|
Gesi BağlarıYazı ve Fotoğraflar: Emir YükselGesi Bağları'nda Dolanıyorum
Küçük bir kızdır O, gurbetten gelip gelin alırlar Gesi’ye. Uzağa yani. Yol yoktur o zamanlar; tabi ulaşım imkanı da. Annesini özler küçük kız, küçüktür kendi ama yüreğinde kocaman bir özlem büyütür, anne özlemi. Bekler, bekler ki ya kendi gidebilsin ya da bir haber gelsin. İmkansız olsun ve annesi çıksın gelsin. Koca desen vurdumduymaz, anlamaz adam; kaynana desen despot ve bu durum onun hoşuna gider. Aradan geçer zaman ve adam karnına bir bebek koyar ve hatta o bebek doğar ama nafile, özlem dayanılmaz olmuştur ve o mucize bile yerini dolduramaz anne özleminin. Aylar yıllar geçer, ne kendi memleketine dönebilir ne de annesi O’na gelebilir ama haber gelir o uzaklardan. Beklenen değil ve hep uzak olması, duyulmak istenmeyen haberdir bu; ölüm haberi. Ölmüştür annesi kızın. Üzüntü ve kederle dolaşıp durur Gesi bağlarında ve dilinde de bu türkü ile. İnternet kaynaklarına göre 64 beyittir bu türkü, Gesi’li Ahmet amcaya göre ise 103 beyit. İki parçalı flüt taşır cebinde Ahmet amca, çıkartıp üfler melodisini Gesi bağlarına doğru. Herkes gibi yazın orada kalsa da kışın şehre iner ve orada bekler, tekrar geri döneceği zamanı; Gesi’ye.

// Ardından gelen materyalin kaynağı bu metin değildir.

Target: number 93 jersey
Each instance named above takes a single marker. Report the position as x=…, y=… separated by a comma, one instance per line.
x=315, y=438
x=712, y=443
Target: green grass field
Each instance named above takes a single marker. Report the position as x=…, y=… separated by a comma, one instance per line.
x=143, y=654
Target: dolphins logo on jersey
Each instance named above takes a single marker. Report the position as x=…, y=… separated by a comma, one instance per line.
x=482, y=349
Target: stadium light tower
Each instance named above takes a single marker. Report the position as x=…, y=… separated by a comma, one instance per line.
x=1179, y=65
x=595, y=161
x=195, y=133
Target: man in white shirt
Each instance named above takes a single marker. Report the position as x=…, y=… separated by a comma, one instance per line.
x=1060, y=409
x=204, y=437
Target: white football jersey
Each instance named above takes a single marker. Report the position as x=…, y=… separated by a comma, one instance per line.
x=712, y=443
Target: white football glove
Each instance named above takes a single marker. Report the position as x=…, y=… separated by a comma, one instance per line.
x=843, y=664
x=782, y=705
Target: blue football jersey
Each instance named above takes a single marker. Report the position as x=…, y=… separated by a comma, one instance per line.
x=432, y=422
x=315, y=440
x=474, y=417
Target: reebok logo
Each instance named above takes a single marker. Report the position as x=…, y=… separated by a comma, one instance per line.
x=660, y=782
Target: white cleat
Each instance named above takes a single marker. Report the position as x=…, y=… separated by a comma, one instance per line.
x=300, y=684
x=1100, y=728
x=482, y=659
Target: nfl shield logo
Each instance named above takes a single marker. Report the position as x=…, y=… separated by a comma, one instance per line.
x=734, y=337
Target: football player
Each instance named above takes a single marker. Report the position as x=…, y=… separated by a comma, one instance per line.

Gesi, Kayseri şehir merkezine yaklaşık 20 km uzaklıkta olan ve her endüstriyel gelişimden uzak köyde olduğu gibi yalnızca yaşlı nüfusun barındığı, hatta onların da kışı şehir merkezinde geçirmeyi tercih ettikleri ve sadece yazları serinleme amaçlı geldikleri bir kasabadır. Yukarıda bahsi geçen türkü Gesi’yi herkesin bilmesini sağlamış olsa da Gesi’nin sahip olduğu tarih, doku ve kültürel birikimin önemi pek bilinmemektedir.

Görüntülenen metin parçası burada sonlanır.